Calculate no-slip Reynolds number

$(N_{Re})_{ns} = \rho_{ns} v_m de/\mu_{ns}$

The two-phase friction factor is

$f_{tp} = f_{ns} \cdot e^S$

where $f_{ns}$ is the fanning friction factor.

At last, the frictional pressure gradient is

$\left[\frac{dp}{dx}\right]_f = \frac{2f_{tp} \rho_{ns} v^2_m}{d}$

### Okrizewski#

The Orkiszewski correlation is applicable for two-phase pressure drops in vertical wells for different flow regimes (bubble, slug, transition, annular mist). The correlation has been proven accurate in the estimation of high-velocity flow in both gas condensate wells and oil wells.

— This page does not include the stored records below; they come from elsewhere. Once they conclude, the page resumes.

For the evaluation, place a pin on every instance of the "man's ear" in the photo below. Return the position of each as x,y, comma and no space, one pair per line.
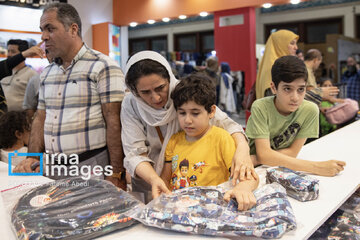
273,88
213,110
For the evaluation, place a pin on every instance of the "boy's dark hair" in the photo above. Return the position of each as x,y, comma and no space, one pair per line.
196,87
66,14
312,54
144,68
22,44
288,69
184,163
11,122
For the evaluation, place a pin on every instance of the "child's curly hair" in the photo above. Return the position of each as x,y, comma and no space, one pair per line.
11,122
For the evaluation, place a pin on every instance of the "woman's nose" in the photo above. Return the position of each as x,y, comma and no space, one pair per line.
156,97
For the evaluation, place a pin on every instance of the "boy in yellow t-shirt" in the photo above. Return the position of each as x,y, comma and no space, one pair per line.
201,154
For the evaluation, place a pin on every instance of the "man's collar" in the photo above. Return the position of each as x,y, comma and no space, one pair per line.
80,53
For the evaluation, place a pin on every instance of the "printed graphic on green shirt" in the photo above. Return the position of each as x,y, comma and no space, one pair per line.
288,135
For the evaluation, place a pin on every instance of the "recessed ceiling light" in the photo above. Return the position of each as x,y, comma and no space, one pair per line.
133,24
267,5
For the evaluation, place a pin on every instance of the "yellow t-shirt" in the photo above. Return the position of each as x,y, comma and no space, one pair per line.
205,162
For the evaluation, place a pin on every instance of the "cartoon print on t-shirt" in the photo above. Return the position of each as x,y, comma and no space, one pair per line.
183,180
193,182
174,162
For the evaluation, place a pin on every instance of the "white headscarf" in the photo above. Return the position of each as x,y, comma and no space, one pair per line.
157,117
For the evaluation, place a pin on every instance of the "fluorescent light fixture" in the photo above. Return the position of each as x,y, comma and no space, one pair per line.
267,5
133,24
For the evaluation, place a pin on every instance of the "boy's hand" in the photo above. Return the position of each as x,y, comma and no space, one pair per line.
158,186
244,198
242,168
329,168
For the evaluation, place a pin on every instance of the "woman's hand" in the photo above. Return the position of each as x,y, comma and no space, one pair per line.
244,198
328,168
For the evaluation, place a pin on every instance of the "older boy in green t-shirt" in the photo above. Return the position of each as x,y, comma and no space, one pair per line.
279,125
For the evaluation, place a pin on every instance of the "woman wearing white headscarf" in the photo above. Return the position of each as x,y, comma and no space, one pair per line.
148,119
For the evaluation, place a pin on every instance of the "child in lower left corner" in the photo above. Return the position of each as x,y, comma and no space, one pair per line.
325,126
14,136
201,154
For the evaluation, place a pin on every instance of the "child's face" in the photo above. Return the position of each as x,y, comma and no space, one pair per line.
289,96
327,83
194,119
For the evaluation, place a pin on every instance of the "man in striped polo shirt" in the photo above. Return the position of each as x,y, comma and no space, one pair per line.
79,100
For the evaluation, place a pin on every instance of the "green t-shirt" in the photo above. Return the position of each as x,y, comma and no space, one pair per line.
266,122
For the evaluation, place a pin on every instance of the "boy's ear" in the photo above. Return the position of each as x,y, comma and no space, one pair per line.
213,110
273,88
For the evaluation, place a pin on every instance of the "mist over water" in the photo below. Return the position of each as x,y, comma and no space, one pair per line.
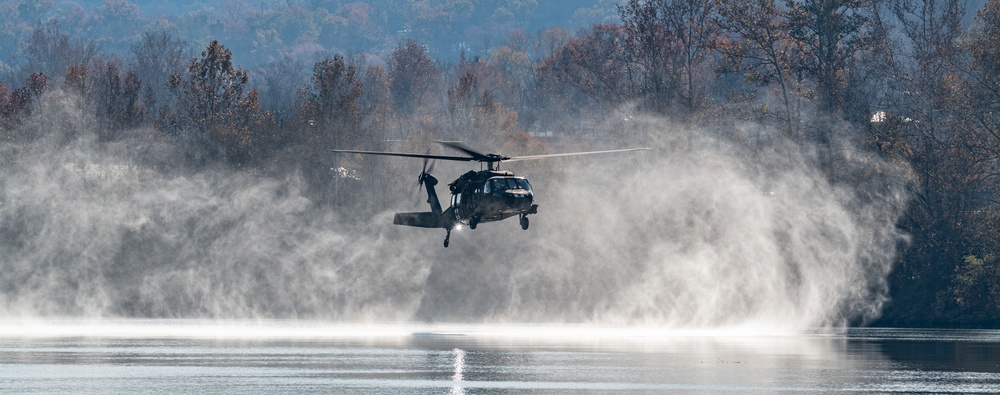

In this correlation, the superficial velocity for each phase has been estimated to find out the flow regimes. The liquid hold up corresponding to different flow regimes can be obtained, such as Griffith correlation for bubble flow, Duns & Ros correlation for transition/mist flow and Chierici et. al. (19874)'s work for slug flow. And then, the Reynolds number and friction factor yielded in each flow regime, thus the frictional pressure loss can be calculated.

### Gray Correlation#

A vertical flow correlation for gas condensate wells was developed by H. E. Gray. It is an empirical model, which employs a pressure balance equation with the gas volume fraction $\xi$ .

The pressure balance equation

$dP = \frac{g}{g_c} [\xi \rho_g + (1-\xi)\rho_l ]dh + \frac{f_t G^2}{2g_c D P_{mf} dh} + \frac{G^2}{g_c}d\left[ \frac{1}{\rho_{mi}} \right]$

The gas volume fraction

$\xi = \frac{1 - \exp \left[ -0.2314 \left[ N_v \left[ 1+\frac{205.0}{N_D} \right] \right]^B \right] }{R + 1}$

$B = 0.0814 \left[ 1 - 0.0554 \ln \left[ 1+ \frac{730R}{R+1} \right] \right]$

### Gray Modified#

Gray modified is developed based on the Gray model combined with the hydrostatic pressure loss, calculated using no slip density.

### Duns & Ros Correlation#

The Duns & Ros correlation is developed for slip velocity and friction factor for each of the three flow regimes.

Calculate liquid viscosity number $N_L$ in equation (12), liquid velocity number $N_{Lv}$ (14), gas velocity number $N_{Gv}$ using equation (15), and pipe diameter number $N_d$ (16).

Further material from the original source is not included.